Defunct tennis tournament
- Founded: 1880; 145 years ago
- Abolished: 1885; 140 years ago
- Location: Dirleton Castle, Dirleton, East Lothian Scotland
- Venue: Dirleton Castle Lawn Tennis Club
- Surface: Grass

= Dirleton Castle LTC Tournament =

The Dirleton Castle LTC Tournament was a late Victorian era men's and women's grass court tennis tournament established in October 1880. The first edition was organised by the Dirleton Castle Lawn Tennis Club and played on its grounds close to Dirleton Castle, in the village of Dirleton, East Lothian Scotland and ran until at least 1885.

==History==
The Dirleton Castle LTC Tournament was a men's and women's grass court tennis event first staged in October 1880. The first edition was played at the Dirleton Castle Lawn Tennis Club grounds, Dirleton Castle, Dirleton, East Lothian Scotland. In 1884 the club held another lawn tennis tournament.

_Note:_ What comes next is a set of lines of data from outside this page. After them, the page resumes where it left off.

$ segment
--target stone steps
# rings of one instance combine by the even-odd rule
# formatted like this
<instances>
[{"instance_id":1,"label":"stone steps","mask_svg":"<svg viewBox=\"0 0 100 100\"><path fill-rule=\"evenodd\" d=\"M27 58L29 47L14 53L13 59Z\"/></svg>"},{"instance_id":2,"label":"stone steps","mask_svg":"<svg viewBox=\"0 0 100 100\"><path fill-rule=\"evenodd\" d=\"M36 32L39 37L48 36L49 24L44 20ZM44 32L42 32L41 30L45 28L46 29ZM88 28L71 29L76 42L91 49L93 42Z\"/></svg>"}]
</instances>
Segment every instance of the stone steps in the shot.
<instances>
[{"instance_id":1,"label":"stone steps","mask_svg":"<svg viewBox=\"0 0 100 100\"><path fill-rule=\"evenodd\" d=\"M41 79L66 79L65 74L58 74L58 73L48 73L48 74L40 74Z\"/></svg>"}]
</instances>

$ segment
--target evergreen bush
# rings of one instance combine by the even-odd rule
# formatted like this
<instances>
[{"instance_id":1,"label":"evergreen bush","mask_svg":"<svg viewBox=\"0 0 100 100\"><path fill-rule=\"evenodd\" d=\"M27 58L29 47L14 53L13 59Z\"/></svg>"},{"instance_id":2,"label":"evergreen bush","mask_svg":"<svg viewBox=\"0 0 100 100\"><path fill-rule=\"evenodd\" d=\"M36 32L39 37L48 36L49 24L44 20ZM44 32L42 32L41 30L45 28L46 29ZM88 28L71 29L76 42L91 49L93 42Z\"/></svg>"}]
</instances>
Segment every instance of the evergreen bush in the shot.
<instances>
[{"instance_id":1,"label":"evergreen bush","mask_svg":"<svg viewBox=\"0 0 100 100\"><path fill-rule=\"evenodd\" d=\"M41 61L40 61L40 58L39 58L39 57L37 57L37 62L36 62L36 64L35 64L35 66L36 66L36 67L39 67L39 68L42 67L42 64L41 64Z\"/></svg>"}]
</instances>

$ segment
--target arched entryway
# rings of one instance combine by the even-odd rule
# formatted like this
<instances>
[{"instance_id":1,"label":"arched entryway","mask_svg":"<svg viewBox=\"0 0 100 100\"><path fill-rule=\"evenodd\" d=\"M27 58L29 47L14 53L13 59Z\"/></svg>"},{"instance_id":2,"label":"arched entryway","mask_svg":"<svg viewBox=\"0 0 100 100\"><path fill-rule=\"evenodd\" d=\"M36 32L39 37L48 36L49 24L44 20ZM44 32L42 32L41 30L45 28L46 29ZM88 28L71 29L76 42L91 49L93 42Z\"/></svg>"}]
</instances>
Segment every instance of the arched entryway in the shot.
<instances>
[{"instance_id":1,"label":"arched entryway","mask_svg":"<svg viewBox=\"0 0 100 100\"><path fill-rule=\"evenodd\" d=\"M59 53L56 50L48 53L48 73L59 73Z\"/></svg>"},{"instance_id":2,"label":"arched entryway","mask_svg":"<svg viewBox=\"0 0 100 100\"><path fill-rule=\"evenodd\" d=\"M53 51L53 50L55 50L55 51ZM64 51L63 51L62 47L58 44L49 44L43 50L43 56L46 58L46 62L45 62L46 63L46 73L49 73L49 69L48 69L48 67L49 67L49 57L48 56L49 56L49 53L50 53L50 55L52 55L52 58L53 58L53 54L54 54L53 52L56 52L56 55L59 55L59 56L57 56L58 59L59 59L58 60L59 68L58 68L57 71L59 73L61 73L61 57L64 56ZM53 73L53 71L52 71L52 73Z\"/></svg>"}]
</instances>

A description of the venue that appeared in Pastimes 27 February 1884:

Dirleton LTC boasted it's grounds 'as one of the most romantically situated in Scotland, being surrounded by yew trees, of great antiquity, and close to the old Norman castle of Dirleton.
— Lake, Robert. J. A Social History of Tennis in Britain (2014). p. 46.

In July 1885 the club held another tournament as part of a Grand Fancy Bazaar held in the Castle Gardens and Castle Park, Dirleton.